- Donald Trump planeja demitir o comissário da FDA, Marty Makary, conforme reportagem do Wall Street Journal, após decisões polêmicas da agência.
- A gestão de Makary tem sido marcada por decisões sobre drogas e vacinas, queda de moral entre funcionários e atritos com a Casa Branca e com membros do Congresso.
- Recentes controvérsias incluem posições sobre aborto, medicamentos e vaping, além da retirada de publicações sobre a segurança de vacinas contra herpes zóster e Covid.
- O plano de demissão não é definitivo e Makary continua sob pressão, com avaliação de que não seria o melhor ajuste para gerenciar a agência.
- Especialistas alertam que interferência política em decisões regulatórias pode minar a confiança pública, especialmente em pautas sobre vacinas, com mudanças de liderança em centros da FDA ocorrendo ao longo do tempo.
Donald Trump sinalizou planos para demitir Marty Makary, atual chefe da Food and Drug Administration (FDA) dos EUA, segundo a Wall Street Journal, publicada na sexta-feira. A ideia ocorre em meio a decisões da agência que geraram críticas de autoridades republicanas e afetaram a moral entre funcionários.

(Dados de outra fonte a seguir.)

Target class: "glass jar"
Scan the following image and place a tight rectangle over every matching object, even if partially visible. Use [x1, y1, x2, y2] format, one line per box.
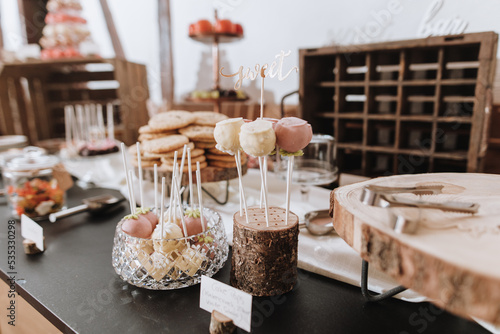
[2, 146, 66, 219]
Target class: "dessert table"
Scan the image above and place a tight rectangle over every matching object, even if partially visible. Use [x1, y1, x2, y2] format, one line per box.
[0, 179, 487, 333]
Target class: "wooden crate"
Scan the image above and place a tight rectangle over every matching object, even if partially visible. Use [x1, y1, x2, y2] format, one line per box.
[300, 32, 498, 176]
[0, 58, 149, 145]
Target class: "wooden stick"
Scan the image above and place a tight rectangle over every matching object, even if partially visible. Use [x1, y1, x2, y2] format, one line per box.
[128, 169, 137, 210]
[210, 310, 236, 334]
[64, 105, 73, 149]
[285, 155, 294, 225]
[160, 177, 165, 239]
[106, 103, 115, 140]
[154, 164, 158, 217]
[97, 103, 106, 140]
[196, 161, 205, 232]
[135, 142, 144, 209]
[120, 143, 135, 215]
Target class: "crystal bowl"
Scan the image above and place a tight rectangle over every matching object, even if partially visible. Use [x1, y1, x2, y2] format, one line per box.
[112, 208, 229, 290]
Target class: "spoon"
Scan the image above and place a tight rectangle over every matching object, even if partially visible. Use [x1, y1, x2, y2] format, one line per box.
[49, 195, 124, 223]
[299, 210, 337, 235]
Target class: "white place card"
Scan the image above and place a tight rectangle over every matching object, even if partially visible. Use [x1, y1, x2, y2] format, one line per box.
[200, 276, 252, 332]
[21, 215, 44, 252]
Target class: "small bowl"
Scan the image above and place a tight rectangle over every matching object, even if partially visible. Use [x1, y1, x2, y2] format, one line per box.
[112, 208, 229, 290]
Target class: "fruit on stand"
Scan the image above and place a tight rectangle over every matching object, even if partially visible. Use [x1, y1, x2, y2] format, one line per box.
[189, 19, 243, 36]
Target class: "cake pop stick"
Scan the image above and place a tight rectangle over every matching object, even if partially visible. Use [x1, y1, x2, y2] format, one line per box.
[120, 143, 135, 215]
[154, 164, 158, 217]
[135, 142, 144, 209]
[170, 151, 177, 222]
[128, 169, 137, 209]
[188, 147, 193, 210]
[196, 161, 204, 232]
[259, 157, 264, 209]
[160, 176, 165, 239]
[285, 155, 295, 225]
[106, 103, 115, 140]
[172, 164, 187, 236]
[235, 151, 248, 224]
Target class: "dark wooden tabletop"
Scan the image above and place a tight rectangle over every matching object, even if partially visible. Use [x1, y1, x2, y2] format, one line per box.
[0, 187, 488, 334]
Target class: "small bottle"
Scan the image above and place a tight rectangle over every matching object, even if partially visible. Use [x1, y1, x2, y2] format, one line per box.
[3, 146, 66, 219]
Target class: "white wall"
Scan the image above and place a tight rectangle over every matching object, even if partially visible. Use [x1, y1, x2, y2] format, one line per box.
[0, 0, 500, 103]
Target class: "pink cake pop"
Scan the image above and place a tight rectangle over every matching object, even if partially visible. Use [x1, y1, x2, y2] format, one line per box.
[274, 117, 312, 153]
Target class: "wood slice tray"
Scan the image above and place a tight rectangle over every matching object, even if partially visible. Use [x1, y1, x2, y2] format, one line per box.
[135, 163, 248, 185]
[330, 173, 500, 325]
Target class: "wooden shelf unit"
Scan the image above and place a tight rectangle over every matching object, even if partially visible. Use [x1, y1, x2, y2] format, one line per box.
[299, 32, 498, 177]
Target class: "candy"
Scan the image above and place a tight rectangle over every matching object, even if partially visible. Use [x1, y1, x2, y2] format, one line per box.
[240, 119, 276, 157]
[214, 117, 244, 154]
[122, 215, 153, 238]
[274, 117, 312, 153]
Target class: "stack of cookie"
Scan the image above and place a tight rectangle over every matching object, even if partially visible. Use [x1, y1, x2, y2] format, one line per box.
[129, 110, 246, 172]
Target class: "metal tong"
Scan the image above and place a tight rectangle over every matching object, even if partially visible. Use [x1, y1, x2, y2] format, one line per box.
[49, 195, 124, 223]
[361, 185, 479, 233]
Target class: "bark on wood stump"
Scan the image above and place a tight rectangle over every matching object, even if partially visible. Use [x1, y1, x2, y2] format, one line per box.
[231, 207, 299, 296]
[210, 310, 236, 334]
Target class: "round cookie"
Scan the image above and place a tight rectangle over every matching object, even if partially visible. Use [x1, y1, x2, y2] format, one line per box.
[148, 110, 196, 131]
[193, 111, 228, 127]
[143, 142, 195, 159]
[142, 135, 189, 153]
[179, 125, 214, 141]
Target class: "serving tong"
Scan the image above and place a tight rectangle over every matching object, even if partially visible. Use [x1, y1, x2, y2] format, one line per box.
[360, 185, 479, 234]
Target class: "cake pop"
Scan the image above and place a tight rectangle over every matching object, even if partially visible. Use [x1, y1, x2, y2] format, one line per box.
[214, 117, 244, 155]
[240, 119, 276, 157]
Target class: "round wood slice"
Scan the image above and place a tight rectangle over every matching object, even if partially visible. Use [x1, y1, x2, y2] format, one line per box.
[135, 163, 248, 185]
[231, 207, 299, 296]
[330, 173, 500, 325]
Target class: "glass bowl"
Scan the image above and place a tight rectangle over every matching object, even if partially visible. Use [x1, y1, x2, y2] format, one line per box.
[112, 208, 229, 290]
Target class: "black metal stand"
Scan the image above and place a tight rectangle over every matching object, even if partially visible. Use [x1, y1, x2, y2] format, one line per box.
[186, 180, 229, 205]
[361, 260, 407, 302]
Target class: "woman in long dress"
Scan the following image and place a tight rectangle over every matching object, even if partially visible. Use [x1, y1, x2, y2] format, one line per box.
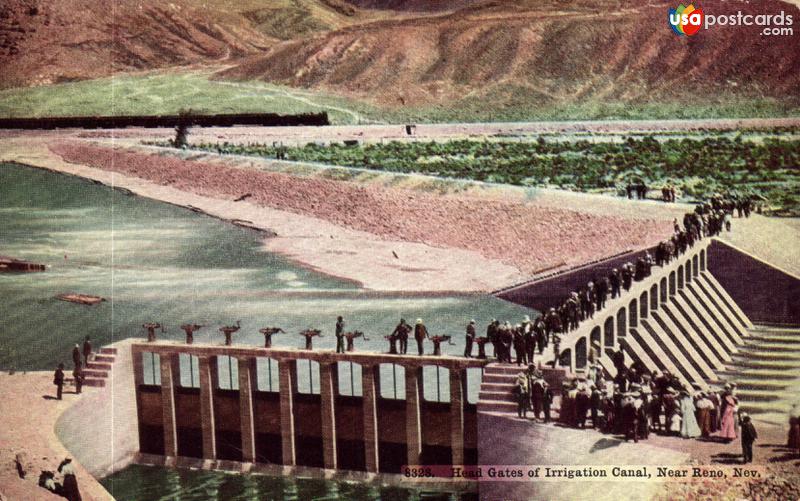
[786, 404, 800, 453]
[719, 393, 738, 442]
[680, 391, 700, 438]
[695, 393, 714, 437]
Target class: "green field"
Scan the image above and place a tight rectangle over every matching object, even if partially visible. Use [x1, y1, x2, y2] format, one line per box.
[0, 71, 377, 124]
[192, 131, 800, 216]
[0, 69, 800, 124]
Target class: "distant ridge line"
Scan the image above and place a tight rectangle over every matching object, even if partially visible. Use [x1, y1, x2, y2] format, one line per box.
[0, 112, 330, 130]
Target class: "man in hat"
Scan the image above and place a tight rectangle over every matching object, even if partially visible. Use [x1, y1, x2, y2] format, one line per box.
[542, 381, 553, 423]
[414, 318, 430, 355]
[464, 319, 475, 358]
[741, 412, 758, 463]
[336, 317, 344, 353]
[391, 318, 411, 355]
[83, 336, 92, 366]
[53, 363, 64, 400]
[72, 343, 81, 367]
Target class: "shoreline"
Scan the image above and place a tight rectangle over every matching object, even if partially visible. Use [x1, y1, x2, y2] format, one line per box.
[0, 135, 681, 295]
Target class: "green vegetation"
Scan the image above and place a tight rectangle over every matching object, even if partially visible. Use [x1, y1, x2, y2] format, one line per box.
[192, 135, 800, 215]
[0, 70, 800, 124]
[0, 71, 377, 124]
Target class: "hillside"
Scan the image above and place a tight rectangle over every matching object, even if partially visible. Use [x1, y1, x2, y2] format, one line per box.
[0, 0, 800, 118]
[218, 0, 800, 113]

O governo tem mostrado descontentamento com ações recentes da FDA, incluindo mudanças em publicações sobre a segurança de vacinas contra Covid e herpes zóster, além de alterações no processo de sinalização de medicamentos. Makary enfrenta resistência interna e externa, que já o coloca em evidência pública.
Segundo relatos, a gestão de Makary envolve controvérsias sobre decisões de regulação de pesquisas clínicas, novos vouchers de revisão prioritária e o uso de estratégias descritas como sem base de dados. A questão de fármacos, vacinas e vaping compõe o núcleo do atrito político.
As negociações sobre a demissão permanecem incertas e podem sofrer alterações. Analistas citados pela imprensa afirmam que Makary está sob pressão por não ser o candidato ideal para conduzir uma agência com grande peso regulatório e burocracia complexa.
Tensões internas na FDA
Fontes próximas indicam que a substituição de diretores em órgãos-chave da FDA aumentou o desgaste entre a comunidade técnica e a alta administração. Em meio a esse cenário, surgem críticas sobre a capacidade de manter padrões de evidência científica.
Especialistas destacam que o ambiente de mudanças rápidas pode comprometer a confiança pública na agência. A relação entre decisões regulatórias, interesses políticos e a comunicação institucional é apontada como fator central do que se observa.
A discussão sobre o tema chega também a comissões do Congresso, onde membros questionam decisões sobre aproviedades de tratamentos para doenças raras e aberturas regulatórias para novos produtos. O equilíbrio entre agilidade e segurança permanece em debate.
A imprensa ressalta que decisões da FDA, sob liderança de Makary, podem influenciar o acesso a tratamentos e vacinas. A situação envolve a imagem da agência e o histórico de confiança do público, que se constrói ao longo de décadas.
A própria FDA aponta, em comunicados oficiais, que as escolhas devem basear-se em ciência, segurança e eficácia. Analistas observam, no entanto, que pressões políticas podem afetar o curso das aprovações e das revisões regulatórias.